From heads with millet

The soup does not have to be made from whole mackerel. It is possible to use only heads. They usually go to waste. But fish heads are also very healthy and have a lot of nutrients. They are inconvenient for cooking in regular fried dishes, but they are quite suitable for fish soup. Moreover, according to reviews, the ears from the heads turn out to be more tasty.

Cooking time – 10-15 minutes.

Cooking time – 40 minutes.

Nutritional value: 60 g, 37 g, 142 g

Energy value – 1148.7 kilocalories

Quantity: 2 servings

Ingredients:

  • Mackerel heads – 2 heads
  • Potatoes – several potatoes, about 300 grams in total
  • Millet – 3 tbsp. spoons
  • Medium carrots – 1 pc.
  • Regular onion – 1 onion
  • Rosemary, dill, sage, parsley - to your own taste
  • Fresh lemon juice – 10 ml
  • Salt, different types of pepper, bay to taste.

Cooking process step by step:

  1. First you need to clean and wash the heads; the gills are not needed - they need to be cut out.
  2. Place a medium saucepan on the burner and lower the heads into the boiling water.
  3. While the beautiful heads are cooking, you need to prepare the vegetables. Finely chop them and fry them thoroughly until an appetizing golden crust appears. For this you can use sunflower or healthier olive oil.
  4. Cut the potatoes evenly into medium cubes 3-4 cm wide or into slices 3 cm wide. Throw into the cooking soup.
  5. Cook for 30-40 minutes in total. 10 minutes after adding the potatoes, add the fried vegetables and add the millet.
  6. You also need to add exquisite spices to the fish soup, which will make it aromatic.
  7. The heads can be removed before serving. However, many people leave them and serve them straight on the plate. You need to add herbs and lemon juice to the soup. Fresh lemon juice will make your ear lighter and more attractive.
  8. After the fish soup is ready, you should let it brew for a while.

Advice. To make the soup more tender and acquire a refined taste, add a piece of butter when serving it.

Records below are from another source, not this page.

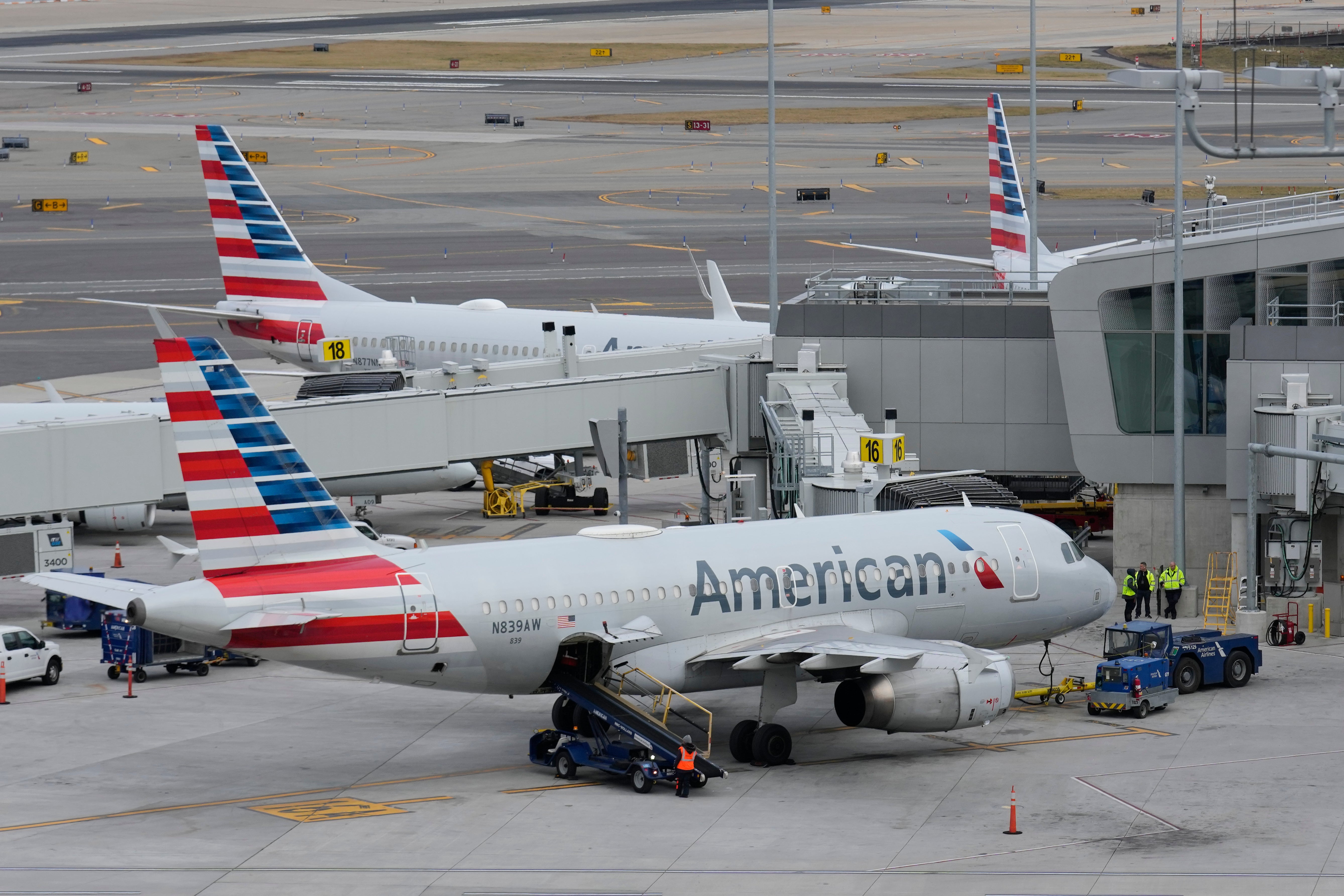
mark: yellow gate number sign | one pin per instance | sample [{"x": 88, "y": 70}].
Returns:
[
  {"x": 337, "y": 350},
  {"x": 882, "y": 449}
]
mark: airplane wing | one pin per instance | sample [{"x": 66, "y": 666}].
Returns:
[
  {"x": 1089, "y": 250},
  {"x": 963, "y": 260},
  {"x": 115, "y": 593},
  {"x": 182, "y": 310},
  {"x": 842, "y": 648}
]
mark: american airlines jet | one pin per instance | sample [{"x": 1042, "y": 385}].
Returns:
[
  {"x": 279, "y": 300},
  {"x": 901, "y": 610},
  {"x": 1009, "y": 223}
]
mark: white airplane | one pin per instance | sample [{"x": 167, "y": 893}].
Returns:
[
  {"x": 889, "y": 605},
  {"x": 1009, "y": 223},
  {"x": 281, "y": 302}
]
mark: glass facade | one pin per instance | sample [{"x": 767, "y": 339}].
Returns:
[{"x": 1139, "y": 334}]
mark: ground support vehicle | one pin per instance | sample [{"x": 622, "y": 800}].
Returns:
[
  {"x": 26, "y": 656},
  {"x": 1134, "y": 686},
  {"x": 597, "y": 729},
  {"x": 1199, "y": 658},
  {"x": 127, "y": 648}
]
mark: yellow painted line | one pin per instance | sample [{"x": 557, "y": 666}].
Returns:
[
  {"x": 677, "y": 249},
  {"x": 529, "y": 790},
  {"x": 493, "y": 211}
]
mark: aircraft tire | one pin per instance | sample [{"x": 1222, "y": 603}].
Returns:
[
  {"x": 740, "y": 742},
  {"x": 562, "y": 714},
  {"x": 772, "y": 745}
]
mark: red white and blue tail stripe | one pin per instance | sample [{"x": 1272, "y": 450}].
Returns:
[
  {"x": 1007, "y": 217},
  {"x": 259, "y": 254},
  {"x": 253, "y": 500}
]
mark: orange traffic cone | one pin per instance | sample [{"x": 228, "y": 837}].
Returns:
[{"x": 1013, "y": 815}]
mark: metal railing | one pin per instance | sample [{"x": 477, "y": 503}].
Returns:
[
  {"x": 1263, "y": 213},
  {"x": 874, "y": 285},
  {"x": 1280, "y": 315}
]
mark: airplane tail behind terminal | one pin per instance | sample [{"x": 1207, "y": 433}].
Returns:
[
  {"x": 259, "y": 254},
  {"x": 253, "y": 500}
]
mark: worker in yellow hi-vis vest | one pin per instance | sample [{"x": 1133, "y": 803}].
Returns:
[{"x": 1173, "y": 581}]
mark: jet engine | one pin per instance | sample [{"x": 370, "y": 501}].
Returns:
[
  {"x": 123, "y": 518},
  {"x": 927, "y": 699}
]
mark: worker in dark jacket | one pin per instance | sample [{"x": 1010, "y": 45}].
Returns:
[
  {"x": 686, "y": 772},
  {"x": 1173, "y": 581},
  {"x": 1128, "y": 592},
  {"x": 1144, "y": 592}
]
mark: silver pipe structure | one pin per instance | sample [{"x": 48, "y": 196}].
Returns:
[
  {"x": 1179, "y": 327},
  {"x": 1253, "y": 499},
  {"x": 769, "y": 120},
  {"x": 1031, "y": 158}
]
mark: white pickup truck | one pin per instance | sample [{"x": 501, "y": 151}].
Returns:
[{"x": 27, "y": 656}]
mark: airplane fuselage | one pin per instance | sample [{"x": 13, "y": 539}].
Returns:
[
  {"x": 295, "y": 330},
  {"x": 491, "y": 617}
]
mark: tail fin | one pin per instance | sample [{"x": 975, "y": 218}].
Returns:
[
  {"x": 253, "y": 500},
  {"x": 259, "y": 254},
  {"x": 1007, "y": 217}
]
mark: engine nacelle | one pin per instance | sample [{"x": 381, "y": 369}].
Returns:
[
  {"x": 927, "y": 699},
  {"x": 123, "y": 518}
]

Mackerel head soup with rice in a slow cooker

We will prepare from the following components:

  • fresh mackerel – 3-4 heads;
  • half a glass of rice;
  • 3-4 potatoes;
  • carrot – 1 piece;
  • onion - half a head;
  • two laurel trees;
  • allspice – 2-3 pieces;
  • several branches of dill and parsley.

Cooking time – 1 hour.

Calorie content – ​​145 kcal.

Let's start cooking:

  1. It is advisable to remove the gills from the heads, because they will give the ear a bitter taste;
  2. Additionally, you can use fins and tail parts;
  3. Place the fish in a multicooker container, sprinkle with additional salt, lay out a few peas of allspice and a few bay leaves;
  4. Fill the fish with water, one and a half liters will be enough;
  5. Select the “Soup” mode and leave to boil for 15 minutes;
  6. Next, you need to peel the potatoes, rinse and cut into cubes;
  7. Wash the carrots, remove the skin and cut into strips;
  8. Remove the skins from the onion and finely chop them;
  9. Rice must be thoroughly washed in several waters. Fill it with hot water so that the cereal steams;
  10. Then the fish must be removed from the broth, we separate the meat from the bones;
  11. The broth must be strained through a sieve;
  12. Pour the purified broth into the multicooker container, pour all the vegetables into it, add rice;
  13. Pour a little salt, select the “Soup” mode and leave to cook for 30 minutes;
  14. As soon as the time is up, you need to open the lid, add pieces of fish, sprinkle with herbs;
  15. Close the lid and leave to infuse for 15 minutes;
  16. After this, the fish soup can be poured into plates.

With egg

Egg soup has a large amount of proteins, which distinguishes it with a special rich taste. This means this soup is suitable for athletes or small children.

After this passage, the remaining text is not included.